Showing posts with label Bartholomeusz. Show all posts
Showing posts with label Bartholomeusz. Show all posts

Tuesday, April 18, 2006

Market Analysts

An article by Stephen Bartholomeusz in this morning's The Age inspired me to respond. I don't intend to share it all here - except a short note on market analysts.

Market analysts trade in "self-fulfilling prophecies". They are paid to predict whether stocks will go up or down, but as a group have more direct influence over that than anyone else. Quite weird.

Market analysts have extremely restricted access to data, but once they make comments about how a firm should behave the sharemarket will punish the firm - so often CEOs do what the market wants rather than what their own analysis says is right. A sample case is mobiles. Hutchison makes a big 15 year investment in 3G. The analysts start saying they need to acquire customers faster - so Hutch invents the capped plan. So the analysts say that Hutch will take share and everyone else is ruined - so the others follow suit to retain share. So the analysts tell everyone the mobile industry is trashed....
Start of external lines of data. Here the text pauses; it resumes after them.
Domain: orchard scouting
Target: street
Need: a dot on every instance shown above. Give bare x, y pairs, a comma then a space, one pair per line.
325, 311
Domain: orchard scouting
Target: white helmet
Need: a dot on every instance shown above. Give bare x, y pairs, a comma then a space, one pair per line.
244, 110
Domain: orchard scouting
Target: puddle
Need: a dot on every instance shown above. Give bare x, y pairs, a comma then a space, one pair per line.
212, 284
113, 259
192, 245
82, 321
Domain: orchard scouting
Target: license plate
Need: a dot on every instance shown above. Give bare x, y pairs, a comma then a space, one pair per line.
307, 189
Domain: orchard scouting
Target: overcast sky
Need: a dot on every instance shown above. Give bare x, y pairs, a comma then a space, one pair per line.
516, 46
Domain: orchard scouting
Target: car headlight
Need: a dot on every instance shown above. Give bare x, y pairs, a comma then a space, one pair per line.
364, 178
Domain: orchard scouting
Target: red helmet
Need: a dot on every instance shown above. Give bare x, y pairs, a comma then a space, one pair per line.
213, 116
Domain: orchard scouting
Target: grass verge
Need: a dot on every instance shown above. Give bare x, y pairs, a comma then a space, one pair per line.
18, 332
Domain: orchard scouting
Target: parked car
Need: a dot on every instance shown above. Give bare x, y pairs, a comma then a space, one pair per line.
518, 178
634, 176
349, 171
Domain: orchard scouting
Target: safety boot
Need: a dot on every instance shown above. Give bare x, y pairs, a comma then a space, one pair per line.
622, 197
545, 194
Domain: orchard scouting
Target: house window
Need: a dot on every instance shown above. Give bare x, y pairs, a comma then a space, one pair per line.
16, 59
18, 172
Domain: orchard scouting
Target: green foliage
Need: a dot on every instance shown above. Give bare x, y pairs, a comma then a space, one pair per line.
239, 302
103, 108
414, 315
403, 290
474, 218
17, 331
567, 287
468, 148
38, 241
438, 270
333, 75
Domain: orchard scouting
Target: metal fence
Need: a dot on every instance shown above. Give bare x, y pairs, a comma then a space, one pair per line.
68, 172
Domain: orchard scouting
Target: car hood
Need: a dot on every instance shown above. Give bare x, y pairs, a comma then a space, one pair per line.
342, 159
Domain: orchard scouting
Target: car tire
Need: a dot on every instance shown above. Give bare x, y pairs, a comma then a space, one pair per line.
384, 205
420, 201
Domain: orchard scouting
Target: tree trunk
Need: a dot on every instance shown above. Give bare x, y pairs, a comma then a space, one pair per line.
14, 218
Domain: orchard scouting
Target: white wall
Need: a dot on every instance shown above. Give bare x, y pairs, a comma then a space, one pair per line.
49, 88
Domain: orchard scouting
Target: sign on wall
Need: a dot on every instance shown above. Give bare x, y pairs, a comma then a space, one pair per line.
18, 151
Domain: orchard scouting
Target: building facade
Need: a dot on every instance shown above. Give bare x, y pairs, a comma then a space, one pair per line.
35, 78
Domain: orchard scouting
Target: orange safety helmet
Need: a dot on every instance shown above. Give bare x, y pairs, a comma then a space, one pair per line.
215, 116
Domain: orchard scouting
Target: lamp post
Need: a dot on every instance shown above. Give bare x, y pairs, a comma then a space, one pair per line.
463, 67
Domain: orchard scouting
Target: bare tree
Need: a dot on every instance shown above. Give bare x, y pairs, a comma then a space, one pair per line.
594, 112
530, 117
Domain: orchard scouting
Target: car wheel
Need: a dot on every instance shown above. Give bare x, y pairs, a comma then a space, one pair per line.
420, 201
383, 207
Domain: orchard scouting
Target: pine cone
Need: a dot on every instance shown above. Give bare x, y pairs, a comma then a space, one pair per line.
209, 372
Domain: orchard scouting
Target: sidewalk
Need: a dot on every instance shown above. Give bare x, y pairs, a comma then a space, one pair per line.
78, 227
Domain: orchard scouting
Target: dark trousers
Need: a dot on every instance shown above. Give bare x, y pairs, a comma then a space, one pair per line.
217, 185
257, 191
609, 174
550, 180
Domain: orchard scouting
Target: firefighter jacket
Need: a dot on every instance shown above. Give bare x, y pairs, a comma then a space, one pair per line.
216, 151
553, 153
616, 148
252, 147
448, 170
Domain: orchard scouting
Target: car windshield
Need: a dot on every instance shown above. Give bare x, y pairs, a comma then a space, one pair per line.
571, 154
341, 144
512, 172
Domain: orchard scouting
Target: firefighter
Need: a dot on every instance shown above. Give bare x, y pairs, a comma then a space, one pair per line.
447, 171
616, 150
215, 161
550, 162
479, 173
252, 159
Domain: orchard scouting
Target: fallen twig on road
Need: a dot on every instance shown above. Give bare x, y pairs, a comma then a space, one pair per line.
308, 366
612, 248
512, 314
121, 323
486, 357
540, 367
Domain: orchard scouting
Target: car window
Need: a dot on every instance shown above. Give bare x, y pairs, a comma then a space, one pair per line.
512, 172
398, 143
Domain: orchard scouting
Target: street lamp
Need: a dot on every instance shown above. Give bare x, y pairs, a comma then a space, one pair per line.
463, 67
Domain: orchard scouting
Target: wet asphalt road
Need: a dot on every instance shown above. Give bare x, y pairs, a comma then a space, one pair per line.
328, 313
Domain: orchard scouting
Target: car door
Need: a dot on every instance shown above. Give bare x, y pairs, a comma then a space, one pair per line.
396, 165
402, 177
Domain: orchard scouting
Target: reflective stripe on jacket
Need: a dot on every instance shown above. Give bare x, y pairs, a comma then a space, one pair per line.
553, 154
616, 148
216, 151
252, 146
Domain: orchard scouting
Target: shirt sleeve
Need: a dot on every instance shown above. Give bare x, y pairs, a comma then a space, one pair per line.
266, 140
I'm still thinking through why firms give so little information. One is a misguided sense that it helps competitors. But I think the other is that the lack of information actually promotes the over-pricing of assets - it sets the "market premium" generally higher - which artificially inflates the cost of capital thus increasing the returns to shareholders from investment in equities. So a thesis is that the reason equity markets have been growing so fast is the decrease in "proprietor" type companies (where at least a cornerstone investor runs the company and has real knowledge of the firms economics) and the greater prevalence of "funds" all of whom are served by an uninformed market.